Il a été observé après l'entrée des forces du GNA dans les villes de l’ouest de Tripoli que le nombre de migrants a augmenté dans leurs lieux de rassemblement habituels au milieu de ces villes comme Sabratha et Surman. Les migrants se réunissaient généralement dans certains endroits où ils offrent leurs services pour le travail quotidien. Le retour des passeurs, le chaos sécuritaire et le nombre croissant de migrants pourraient être suivis dans les prochains mois par la reprise des flux migratoires vers l'Europe. Ainsi des membres de l’association libyenne « centre de la méditerranée », active dans les villes de l’ouest de la Libye dans la défense des droits des migrants, ont constaté lors de leurs visites de terrain durant les mois de mars et avril 2020, que le nombre des migrants a sensiblement augmenté dans les lieux habituellement connus comme points de regroupement des migrants pour offrir leurs forces de travail. Cette hausse pourrait s’expliquer par un contrôle plus faible exercé par les forces du GNA sur la question relative à la migration irrégulière mais aussi par l’état de chaos et désordre sécuritaire actuel.

Par conséquent, les conditions climatiques aidant, les paramètres en place pourraient à nouveau incitées le retour de ces flux migratoires vers l'Europe dans les prochains mois. En outre, les conditions favorables dans le sud et le centre de la Libye le long de la route migratoire, pourraient générer un accroissement de ce type de trafic. Depuis les deux derniers mois et plus, la route centrale empruntée par les trafiquants, échappe au contrôle des deux forces en place. De la frontière entre la Libye et le Niger, en passant par les villes de Mourzok, Sabha et Jofra pour atteindre Bani El Walid, toute cette route est aujourd’hui le théâtre d’un trafic qui se renforce.

La détérioration de la sécurité et des conditions économiques en Libye pourrait également renforcer l'activité des passeurs du sud du pays vers les côtes libyennes.

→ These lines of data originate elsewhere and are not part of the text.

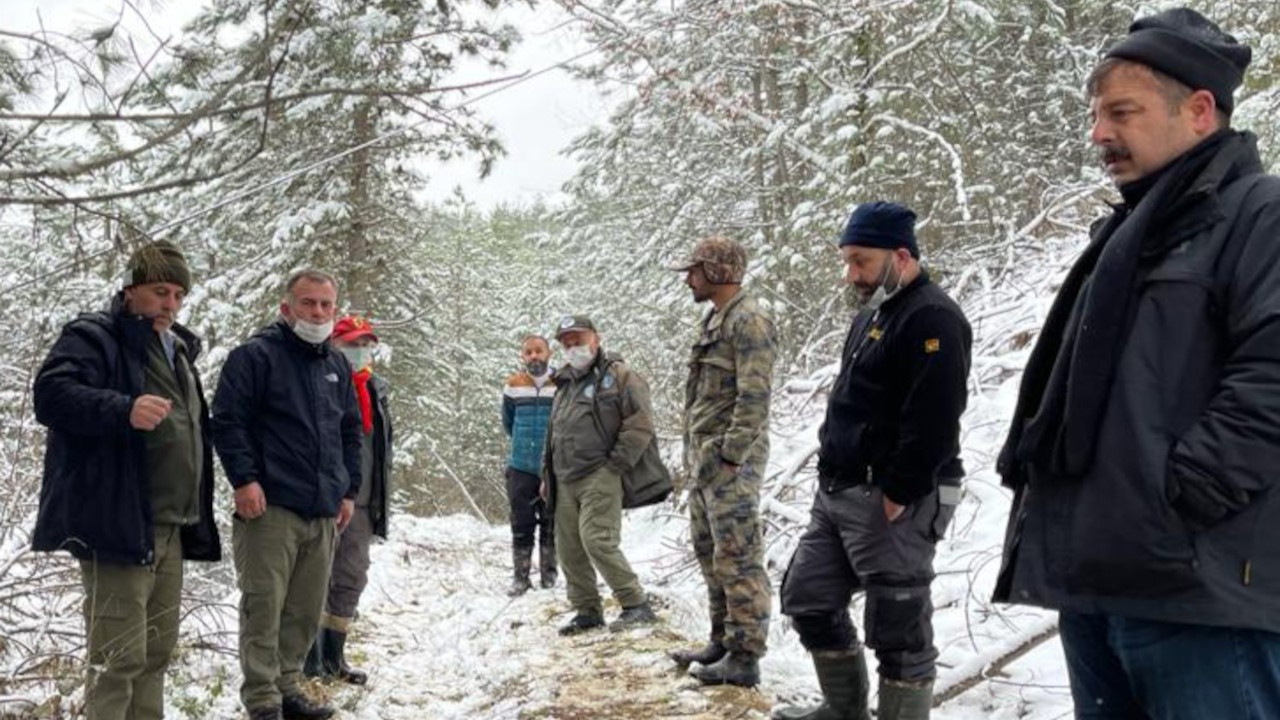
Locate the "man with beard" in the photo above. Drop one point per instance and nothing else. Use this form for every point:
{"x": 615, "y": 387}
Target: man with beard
{"x": 1146, "y": 438}
{"x": 600, "y": 427}
{"x": 287, "y": 427}
{"x": 355, "y": 338}
{"x": 726, "y": 452}
{"x": 526, "y": 409}
{"x": 128, "y": 484}
{"x": 888, "y": 475}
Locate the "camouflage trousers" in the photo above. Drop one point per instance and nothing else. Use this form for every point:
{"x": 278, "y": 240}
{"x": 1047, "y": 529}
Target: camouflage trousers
{"x": 728, "y": 541}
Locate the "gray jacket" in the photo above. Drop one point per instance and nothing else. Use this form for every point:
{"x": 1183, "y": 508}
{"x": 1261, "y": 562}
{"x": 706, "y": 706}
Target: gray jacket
{"x": 600, "y": 417}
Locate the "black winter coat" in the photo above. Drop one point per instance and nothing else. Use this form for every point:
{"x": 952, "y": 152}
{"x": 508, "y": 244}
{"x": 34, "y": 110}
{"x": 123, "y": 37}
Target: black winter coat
{"x": 894, "y": 415}
{"x": 1175, "y": 518}
{"x": 286, "y": 415}
{"x": 95, "y": 500}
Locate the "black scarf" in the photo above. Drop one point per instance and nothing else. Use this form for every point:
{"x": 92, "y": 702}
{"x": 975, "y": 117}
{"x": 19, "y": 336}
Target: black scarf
{"x": 1068, "y": 377}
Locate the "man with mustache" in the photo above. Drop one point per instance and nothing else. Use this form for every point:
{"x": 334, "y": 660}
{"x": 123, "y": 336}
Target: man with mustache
{"x": 727, "y": 451}
{"x": 288, "y": 429}
{"x": 1146, "y": 438}
{"x": 888, "y": 478}
{"x": 128, "y": 484}
{"x": 526, "y": 410}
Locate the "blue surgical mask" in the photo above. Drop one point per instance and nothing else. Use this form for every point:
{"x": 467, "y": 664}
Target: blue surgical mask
{"x": 580, "y": 356}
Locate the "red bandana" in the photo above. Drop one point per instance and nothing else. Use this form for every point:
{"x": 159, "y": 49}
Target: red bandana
{"x": 366, "y": 404}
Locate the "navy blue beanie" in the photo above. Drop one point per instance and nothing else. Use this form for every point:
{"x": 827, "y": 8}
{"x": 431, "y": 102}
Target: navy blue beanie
{"x": 887, "y": 226}
{"x": 1189, "y": 48}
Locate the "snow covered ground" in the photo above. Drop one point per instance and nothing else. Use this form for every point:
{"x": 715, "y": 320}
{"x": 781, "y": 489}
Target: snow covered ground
{"x": 440, "y": 639}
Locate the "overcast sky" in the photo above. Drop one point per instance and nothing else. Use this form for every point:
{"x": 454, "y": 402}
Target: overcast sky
{"x": 534, "y": 119}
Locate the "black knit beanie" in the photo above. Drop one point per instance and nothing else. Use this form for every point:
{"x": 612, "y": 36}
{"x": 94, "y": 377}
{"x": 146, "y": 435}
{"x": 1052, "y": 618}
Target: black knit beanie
{"x": 1191, "y": 49}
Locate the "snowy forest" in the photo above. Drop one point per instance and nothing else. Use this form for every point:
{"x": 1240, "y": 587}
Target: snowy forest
{"x": 266, "y": 136}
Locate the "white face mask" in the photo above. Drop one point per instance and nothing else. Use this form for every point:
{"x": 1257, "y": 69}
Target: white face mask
{"x": 315, "y": 333}
{"x": 886, "y": 287}
{"x": 359, "y": 356}
{"x": 580, "y": 356}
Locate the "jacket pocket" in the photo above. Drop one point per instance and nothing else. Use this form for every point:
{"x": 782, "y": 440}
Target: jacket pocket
{"x": 716, "y": 377}
{"x": 1200, "y": 499}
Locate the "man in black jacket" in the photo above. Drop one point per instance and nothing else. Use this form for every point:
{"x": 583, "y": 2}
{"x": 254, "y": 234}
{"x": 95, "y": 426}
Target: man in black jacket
{"x": 128, "y": 477}
{"x": 1146, "y": 438}
{"x": 288, "y": 431}
{"x": 888, "y": 473}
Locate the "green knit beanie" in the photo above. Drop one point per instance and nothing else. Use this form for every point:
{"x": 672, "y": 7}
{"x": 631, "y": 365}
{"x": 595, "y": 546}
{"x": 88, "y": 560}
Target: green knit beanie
{"x": 159, "y": 261}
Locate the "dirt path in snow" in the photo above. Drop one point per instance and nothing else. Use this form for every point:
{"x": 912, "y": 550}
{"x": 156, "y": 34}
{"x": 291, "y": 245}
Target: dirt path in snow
{"x": 440, "y": 639}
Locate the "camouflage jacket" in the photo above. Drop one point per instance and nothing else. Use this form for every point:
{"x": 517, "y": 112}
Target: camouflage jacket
{"x": 727, "y": 393}
{"x": 600, "y": 417}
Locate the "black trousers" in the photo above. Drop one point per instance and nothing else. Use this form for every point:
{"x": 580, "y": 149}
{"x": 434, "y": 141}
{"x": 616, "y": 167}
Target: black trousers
{"x": 850, "y": 546}
{"x": 529, "y": 515}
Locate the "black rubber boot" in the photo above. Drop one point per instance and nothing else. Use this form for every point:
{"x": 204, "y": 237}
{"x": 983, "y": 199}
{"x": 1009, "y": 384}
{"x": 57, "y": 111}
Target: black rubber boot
{"x": 634, "y": 616}
{"x": 740, "y": 669}
{"x": 312, "y": 666}
{"x": 904, "y": 700}
{"x": 547, "y": 563}
{"x": 298, "y": 706}
{"x": 521, "y": 563}
{"x": 581, "y": 623}
{"x": 705, "y": 655}
{"x": 842, "y": 677}
{"x": 333, "y": 646}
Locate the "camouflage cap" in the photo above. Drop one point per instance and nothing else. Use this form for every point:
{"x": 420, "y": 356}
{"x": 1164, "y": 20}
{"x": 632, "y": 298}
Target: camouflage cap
{"x": 723, "y": 260}
{"x": 572, "y": 324}
{"x": 158, "y": 261}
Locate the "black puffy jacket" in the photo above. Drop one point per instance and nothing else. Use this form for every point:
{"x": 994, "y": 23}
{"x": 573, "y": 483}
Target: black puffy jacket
{"x": 1174, "y": 518}
{"x": 95, "y": 500}
{"x": 286, "y": 415}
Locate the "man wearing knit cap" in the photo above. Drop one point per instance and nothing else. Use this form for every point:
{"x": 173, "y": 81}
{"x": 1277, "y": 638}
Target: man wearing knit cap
{"x": 888, "y": 478}
{"x": 355, "y": 338}
{"x": 128, "y": 477}
{"x": 1146, "y": 438}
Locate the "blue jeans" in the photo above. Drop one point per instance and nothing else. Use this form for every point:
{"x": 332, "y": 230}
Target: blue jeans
{"x": 1129, "y": 669}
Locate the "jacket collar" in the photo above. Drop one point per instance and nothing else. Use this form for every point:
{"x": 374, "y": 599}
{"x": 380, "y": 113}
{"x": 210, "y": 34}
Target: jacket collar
{"x": 716, "y": 318}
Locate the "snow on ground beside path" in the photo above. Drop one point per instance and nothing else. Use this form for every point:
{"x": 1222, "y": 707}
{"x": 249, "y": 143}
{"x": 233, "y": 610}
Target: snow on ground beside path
{"x": 440, "y": 641}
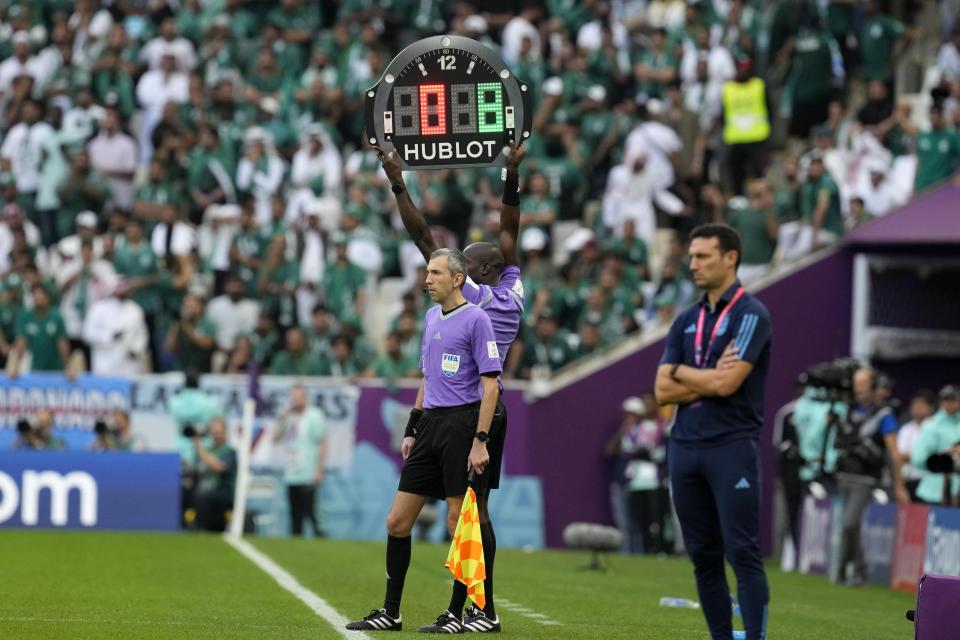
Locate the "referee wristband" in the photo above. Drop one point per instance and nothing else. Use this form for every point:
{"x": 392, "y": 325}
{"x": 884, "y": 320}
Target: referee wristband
{"x": 511, "y": 190}
{"x": 411, "y": 430}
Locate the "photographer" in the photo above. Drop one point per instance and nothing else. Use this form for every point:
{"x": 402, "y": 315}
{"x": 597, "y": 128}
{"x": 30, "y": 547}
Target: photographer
{"x": 217, "y": 473}
{"x": 39, "y": 435}
{"x": 301, "y": 437}
{"x": 118, "y": 436}
{"x": 865, "y": 439}
{"x": 190, "y": 406}
{"x": 936, "y": 452}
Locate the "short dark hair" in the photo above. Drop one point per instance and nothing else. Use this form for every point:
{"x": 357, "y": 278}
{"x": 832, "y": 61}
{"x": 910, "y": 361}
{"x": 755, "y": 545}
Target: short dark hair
{"x": 727, "y": 237}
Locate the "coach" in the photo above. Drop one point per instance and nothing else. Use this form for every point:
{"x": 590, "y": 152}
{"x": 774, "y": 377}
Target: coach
{"x": 714, "y": 368}
{"x": 460, "y": 362}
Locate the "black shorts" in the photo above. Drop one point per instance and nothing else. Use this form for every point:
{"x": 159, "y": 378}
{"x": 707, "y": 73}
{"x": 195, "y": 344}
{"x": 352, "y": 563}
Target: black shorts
{"x": 437, "y": 465}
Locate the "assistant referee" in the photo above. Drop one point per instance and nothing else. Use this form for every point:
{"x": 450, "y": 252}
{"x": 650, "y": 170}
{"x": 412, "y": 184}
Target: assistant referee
{"x": 715, "y": 367}
{"x": 460, "y": 362}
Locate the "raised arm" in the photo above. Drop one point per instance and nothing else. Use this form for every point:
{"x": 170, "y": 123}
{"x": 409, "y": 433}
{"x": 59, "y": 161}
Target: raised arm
{"x": 413, "y": 220}
{"x": 510, "y": 212}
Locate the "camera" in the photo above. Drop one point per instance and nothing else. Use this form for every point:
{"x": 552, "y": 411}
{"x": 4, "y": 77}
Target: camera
{"x": 190, "y": 431}
{"x": 944, "y": 462}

L'état de stagnation et de récession économique que connaissent presque tous les pays du monde pourrait être un autre motif de flux de migrants vers la Libye et ensuite vers l'Europe au cours des prochains mois. Une grande partie des migrants pourrait aussi être poussé au départ par une situation de famine fort envisageable

Trois scénarios pour l’évolution des flux migratoires vers la Libye et de là vers l'Europe

En ayant identifié la situation actuelle en Libye et dans les pays voisins, et bien que dans ce domaine, le manque de données fiables et la complexité de la situation rendent toute tentative de prévision périlleuse, il serait raisonnable de se projeter en proposant les scénarios suivants relatifs à la dynamique des flux migratoires au cours des prochains mois :

Le premier scénario, que nous pouvons qualifier du « scénario négatif » ou « du pire », est cependant le plus probable. Il est lié à l'augmentation des flux migratoires vers la Libye et de là vers l'Europe, Ce scénario dépend des indicateurs suivants:

1- La détérioration des conditions économiques dans de nombreux pays du monde, en particulier en Afrique subsaharienne, en raison des crises économiques que le monde connaît en raison de la propagation de la pandémie Covid-19, peut avoir de graves répercussions sur les pays en développement. Cela peut entraîner des crises économiques, peut-être des famines et une instabilité politique et sécuritaire dans ces pays à moyen terme. Cette situation peut entraîner des flux importants de migrants des pays voisins de la Libye et de l'Afrique subsaharienne vers la Libye et de là vers l'Europe.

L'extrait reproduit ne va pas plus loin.